Sector News

Novartis, Celgene meds take the biggest shares of cancer drug spending

May 28, 2015
Life sciences
Cancer drug spending is up. Cancer drug prices are way up. And as a new Express Scripts report shows, spending on each cancer patient is mounting; it’s among the reasons why a growing number of individual patients account for $100,000-plus in annual drug spending. And a few big drugs made big contributions to that rise.
 
As the American Society of Clinical Oncology meeting approaches, the pharmacy benefits manager released some numbers on cancer drug spending. The top line? Spending on cancer meds grew by more than one-fifth last year, with a 9% increase in use and almost 12% increase in prices.
 
Prime suspects for that increase? The leukemia treatment Gleevec, from Novartis, which boasts the biggest share of the market at 12.5%. Fellow blood cancer treatment Revlimid–the multiple myeloma therapy from Celgene–came in close behind with 10.8% of pharmacy benefit spending.
 
In third place by market share is Lupron Depot, the AbbVie med used to treat several conditions, including prostate cancer. And rounding out the top 5 were two newly generic chemotherapies, capecitabine, also sold by Roche under the brand name Xeloda; and temozolomide, the Merck & Co. pill Temodar that’s used to treat brain tumors.
 
And the growth shows no sign of slowing, the PBM said in a blog post, partly because of new meds coming to market–including Pfizer’s blockbuster-to-be breast cancer med Ibrance (palbociclib), Novartis’ myeloma med Farydak (panobinostat) and Eisai’s thyroid cancer treatment Lenvima (lenvatinib).
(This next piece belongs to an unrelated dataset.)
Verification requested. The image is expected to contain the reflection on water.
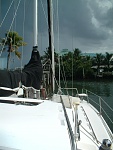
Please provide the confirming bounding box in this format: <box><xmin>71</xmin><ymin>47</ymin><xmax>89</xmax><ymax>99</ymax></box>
<box><xmin>61</xmin><ymin>80</ymin><xmax>113</xmax><ymax>132</ymax></box>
Not to mention the PD-1/PD-L1 immunotherapies that are swiftly racking up data (and approvals) in multiple cancers, including Merck’s Keytruda and Bristol-Myers Squibb’s Opdivo.
 
“Express Scripts expects cancer medications will maintain their lead position as a major contributor to drug spending in the pharmacy benefit, due to the availability of new medications and increased survival requiring long-term use of expensive and complex treatment,” the PBM notes.
 
That’s why Express Scripts is so keen on negotiating discounts with drugmakers, including pay-for-performance deals that would peg prices to results. It’s also why Express Scripts is impatiently waiting for–and lobbying on the behalf of–biosimilar meds. The PBM says 11 biosimilars closest to FDA approval could save the healthcare system $250 billion over the next decade. That would include Roche’s Avastin (bevacizumab) and Herceptin (trastuzumab), two of the top-selling cancer meds on the planet.